The federal government is considering providing direct cash payments to many U.S. households to help families weather the current crisis. It is important that these payments be substantial enough and reach as many low-income families as possible, including those who may not file an income tax return because their earnings are lower than the filing threshold. However, we know that, even if these payments are approved, it will take time for families to receive them, and the wait will be too long for families experiencing extreme poverty who are already struggling. -Sarah Barnes, email@example.com
Medicaid and health insurance access: This week, the Colorado Health Policy Coalition (20 health organizations including us) sent a letter to the Polis administration urging immediate actions to improve health equity in the face of COVID-19. Among other things, the letter asked Medicaid to take specific actions to help keep Coloradans enrolled in coverage and expand access to tele-health. The letter asked our administration to work with our federal partners to pass coronavirus relief legislation. It called on the Colorado Department of Insurance to open an emergency Special Enrollment Period for health insurance coverage in the exchange and highlighted the urgent need to expand access to emergency child care for health care personnel. You can read the letter here. – Erin Miller, firstname.lastname@example.org
Ongoing provision of critical health services, including behavioral health services: We are also thinking about how to ensure that Colorado kids and families can maintain access to critical health services.

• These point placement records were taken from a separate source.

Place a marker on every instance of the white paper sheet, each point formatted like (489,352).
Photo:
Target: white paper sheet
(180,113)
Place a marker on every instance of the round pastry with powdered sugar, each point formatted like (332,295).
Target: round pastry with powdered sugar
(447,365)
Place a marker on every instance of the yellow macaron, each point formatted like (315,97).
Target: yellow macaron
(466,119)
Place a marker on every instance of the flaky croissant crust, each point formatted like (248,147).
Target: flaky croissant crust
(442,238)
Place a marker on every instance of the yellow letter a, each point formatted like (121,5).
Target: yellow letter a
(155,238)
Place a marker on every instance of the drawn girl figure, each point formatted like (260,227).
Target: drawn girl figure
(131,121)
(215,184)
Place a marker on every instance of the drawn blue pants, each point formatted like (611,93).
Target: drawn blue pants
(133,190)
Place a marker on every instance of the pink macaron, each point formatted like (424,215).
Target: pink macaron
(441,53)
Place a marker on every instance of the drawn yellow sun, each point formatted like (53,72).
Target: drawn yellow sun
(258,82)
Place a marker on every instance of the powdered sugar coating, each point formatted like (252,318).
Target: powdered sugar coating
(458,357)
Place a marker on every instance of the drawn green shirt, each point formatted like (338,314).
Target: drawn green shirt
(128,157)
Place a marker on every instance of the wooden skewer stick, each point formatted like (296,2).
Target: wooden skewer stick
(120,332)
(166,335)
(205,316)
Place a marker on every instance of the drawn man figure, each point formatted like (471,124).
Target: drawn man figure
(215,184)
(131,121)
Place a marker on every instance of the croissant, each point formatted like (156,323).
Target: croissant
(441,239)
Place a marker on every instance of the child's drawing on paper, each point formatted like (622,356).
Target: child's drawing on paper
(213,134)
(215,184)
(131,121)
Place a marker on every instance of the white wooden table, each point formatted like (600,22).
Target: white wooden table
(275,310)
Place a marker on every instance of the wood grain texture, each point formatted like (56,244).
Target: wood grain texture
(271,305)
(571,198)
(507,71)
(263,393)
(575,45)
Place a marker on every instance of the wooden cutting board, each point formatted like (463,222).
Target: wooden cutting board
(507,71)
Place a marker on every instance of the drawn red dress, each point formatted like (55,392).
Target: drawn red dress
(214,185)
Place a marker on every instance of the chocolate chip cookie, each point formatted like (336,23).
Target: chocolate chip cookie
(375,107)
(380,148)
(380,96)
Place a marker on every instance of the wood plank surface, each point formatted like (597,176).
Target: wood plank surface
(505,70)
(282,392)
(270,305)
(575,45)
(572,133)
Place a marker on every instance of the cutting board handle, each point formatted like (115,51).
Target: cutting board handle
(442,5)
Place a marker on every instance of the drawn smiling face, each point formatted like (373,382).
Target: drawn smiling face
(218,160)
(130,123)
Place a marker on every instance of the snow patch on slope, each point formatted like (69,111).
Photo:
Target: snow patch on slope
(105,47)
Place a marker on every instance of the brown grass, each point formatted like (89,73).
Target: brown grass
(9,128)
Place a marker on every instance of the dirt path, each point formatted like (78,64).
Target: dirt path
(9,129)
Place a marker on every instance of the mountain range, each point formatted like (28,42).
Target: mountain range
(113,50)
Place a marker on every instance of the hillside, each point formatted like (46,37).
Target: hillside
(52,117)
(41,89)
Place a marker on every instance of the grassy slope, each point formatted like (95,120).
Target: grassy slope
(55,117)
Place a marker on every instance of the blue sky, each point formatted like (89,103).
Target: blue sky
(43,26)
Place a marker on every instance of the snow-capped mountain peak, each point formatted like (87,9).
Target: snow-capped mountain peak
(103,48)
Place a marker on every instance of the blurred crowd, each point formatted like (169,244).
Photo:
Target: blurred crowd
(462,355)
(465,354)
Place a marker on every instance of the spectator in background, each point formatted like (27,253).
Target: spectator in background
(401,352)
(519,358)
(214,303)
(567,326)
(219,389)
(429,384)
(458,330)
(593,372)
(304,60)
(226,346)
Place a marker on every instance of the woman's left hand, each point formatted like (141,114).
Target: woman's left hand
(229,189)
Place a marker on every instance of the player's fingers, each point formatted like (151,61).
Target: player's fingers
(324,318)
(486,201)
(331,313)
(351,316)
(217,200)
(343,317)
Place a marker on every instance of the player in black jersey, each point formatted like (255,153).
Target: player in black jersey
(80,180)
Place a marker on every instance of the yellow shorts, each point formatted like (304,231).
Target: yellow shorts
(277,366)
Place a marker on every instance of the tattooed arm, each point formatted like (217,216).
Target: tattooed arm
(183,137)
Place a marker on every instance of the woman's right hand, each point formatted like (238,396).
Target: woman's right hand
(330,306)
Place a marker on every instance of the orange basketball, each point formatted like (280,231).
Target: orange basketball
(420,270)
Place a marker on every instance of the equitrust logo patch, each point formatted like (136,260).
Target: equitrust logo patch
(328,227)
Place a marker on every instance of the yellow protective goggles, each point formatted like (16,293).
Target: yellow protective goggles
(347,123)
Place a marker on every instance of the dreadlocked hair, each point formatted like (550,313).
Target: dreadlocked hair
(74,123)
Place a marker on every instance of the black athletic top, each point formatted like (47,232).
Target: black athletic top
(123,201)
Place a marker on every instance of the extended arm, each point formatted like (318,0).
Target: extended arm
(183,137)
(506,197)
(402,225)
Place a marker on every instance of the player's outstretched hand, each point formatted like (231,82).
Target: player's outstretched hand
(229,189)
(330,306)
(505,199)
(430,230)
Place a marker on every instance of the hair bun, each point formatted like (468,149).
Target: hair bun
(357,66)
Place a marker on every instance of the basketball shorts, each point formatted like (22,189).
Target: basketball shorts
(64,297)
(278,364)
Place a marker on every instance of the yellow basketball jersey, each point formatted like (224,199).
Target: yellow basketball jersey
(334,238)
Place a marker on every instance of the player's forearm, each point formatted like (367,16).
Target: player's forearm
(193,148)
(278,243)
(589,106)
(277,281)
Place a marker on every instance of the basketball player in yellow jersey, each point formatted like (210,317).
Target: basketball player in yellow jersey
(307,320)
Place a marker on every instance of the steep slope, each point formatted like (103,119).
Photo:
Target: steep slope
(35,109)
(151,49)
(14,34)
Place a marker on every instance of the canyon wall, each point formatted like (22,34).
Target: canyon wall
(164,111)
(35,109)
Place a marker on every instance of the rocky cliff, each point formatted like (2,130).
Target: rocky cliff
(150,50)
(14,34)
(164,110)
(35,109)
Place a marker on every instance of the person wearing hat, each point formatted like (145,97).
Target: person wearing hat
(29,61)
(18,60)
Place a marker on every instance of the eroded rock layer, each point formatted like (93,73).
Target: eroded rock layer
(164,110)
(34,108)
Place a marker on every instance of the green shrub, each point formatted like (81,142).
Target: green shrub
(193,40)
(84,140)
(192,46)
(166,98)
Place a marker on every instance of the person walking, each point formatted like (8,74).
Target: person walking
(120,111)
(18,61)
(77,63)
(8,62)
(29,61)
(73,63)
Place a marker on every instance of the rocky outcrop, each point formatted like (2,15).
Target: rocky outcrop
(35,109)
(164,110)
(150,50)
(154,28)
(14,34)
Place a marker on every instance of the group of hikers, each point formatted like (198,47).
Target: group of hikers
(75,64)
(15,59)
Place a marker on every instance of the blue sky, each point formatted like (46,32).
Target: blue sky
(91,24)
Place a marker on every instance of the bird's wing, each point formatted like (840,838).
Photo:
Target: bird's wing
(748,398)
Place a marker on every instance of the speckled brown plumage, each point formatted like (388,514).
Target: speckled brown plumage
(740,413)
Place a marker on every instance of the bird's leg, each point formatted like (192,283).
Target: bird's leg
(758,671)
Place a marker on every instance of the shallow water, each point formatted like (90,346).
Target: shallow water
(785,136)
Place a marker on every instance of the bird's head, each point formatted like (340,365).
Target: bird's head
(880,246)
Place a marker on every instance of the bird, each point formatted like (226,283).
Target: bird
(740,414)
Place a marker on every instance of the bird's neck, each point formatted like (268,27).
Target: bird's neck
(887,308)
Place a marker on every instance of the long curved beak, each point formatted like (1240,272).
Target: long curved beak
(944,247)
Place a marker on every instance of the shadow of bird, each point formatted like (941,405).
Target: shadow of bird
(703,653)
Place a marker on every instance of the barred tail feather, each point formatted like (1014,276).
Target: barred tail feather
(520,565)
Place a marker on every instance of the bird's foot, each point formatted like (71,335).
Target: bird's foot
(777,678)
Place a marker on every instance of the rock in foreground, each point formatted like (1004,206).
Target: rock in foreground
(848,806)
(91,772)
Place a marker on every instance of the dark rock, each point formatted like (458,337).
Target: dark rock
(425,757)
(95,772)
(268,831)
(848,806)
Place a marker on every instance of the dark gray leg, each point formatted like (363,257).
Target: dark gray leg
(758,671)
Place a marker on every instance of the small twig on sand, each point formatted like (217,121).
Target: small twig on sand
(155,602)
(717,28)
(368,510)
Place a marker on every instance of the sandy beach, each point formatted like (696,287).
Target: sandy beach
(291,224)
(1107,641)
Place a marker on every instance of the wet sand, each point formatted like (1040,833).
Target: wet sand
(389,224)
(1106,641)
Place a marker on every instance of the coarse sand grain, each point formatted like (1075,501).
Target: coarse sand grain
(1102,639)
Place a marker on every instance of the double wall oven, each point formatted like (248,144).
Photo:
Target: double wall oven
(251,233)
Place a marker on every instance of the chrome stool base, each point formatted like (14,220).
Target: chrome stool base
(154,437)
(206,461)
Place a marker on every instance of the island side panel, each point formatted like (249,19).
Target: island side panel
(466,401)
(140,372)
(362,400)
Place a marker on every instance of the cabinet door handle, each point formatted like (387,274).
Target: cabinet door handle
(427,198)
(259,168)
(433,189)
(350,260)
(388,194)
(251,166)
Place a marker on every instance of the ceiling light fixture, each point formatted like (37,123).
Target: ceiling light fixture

This includes maintaining access to health services for students who receive occupational or physical therapy services at school and health or mental health services through their school-based health center. It also includes making sure that pregnant women can access the physical health and mental health services they need to stay healthy and have good birth experiences. — Erin Miller, email@example.com
Ensuring equitable access to remote learning opportunities: All of our K-12 students will be home from school for the foreseeable future. While school districts have been directed to make every effort to provide alternative learning opportunities during this time, we know that many schools are well-equipped to make the shift to online learning. They have the necessary devices and technology; quality, accessible online learning curriculum; and robust internet access. However, many schools are not as able to make this shift. Further, educators will be expected to make major pedagogical changes required for digital learning in a stressful time. We are committed to working with CDE and all of our K-12 partners to ensure that students, educators and families have what they need to deliver and access high-quality remote learning opportunities. — Leslie Colwell, firstname.lastname@example.org
The legislature has gone into recess until at least March 30, and the governor has closed the Capitol to the public indefinitely due to concerns around spread of the coronavirus. These are unprecedented moves. Our state’s constitution stipulates that the legislature can meet for no more than 120 days. Lawmakers are waiting on guidance from the Colorado Supreme Court on whether or not the 120 days need to be consecutive. The court’s decision could have serious implications. If they say that the 120 days need to be consecutive, then the Legislature would still need to adjourn for the year on May 6, which could give lawmakers little-to-no time for any bills to pass. If the court says that the days do not need to be consecutive, then the legislature could resume their work at a later date and keep going until the 120 days are fulfilled. We do know that there are two bills that they have to pass before the end of the state fiscal year on June 30: the state budget (Long Bill) and the School Finance Act. What other bills and priorities are, or will be, on the table if and when they return remain to be seen. The next court deadline on this question is Tuesday, March 24 when we expect to get more information.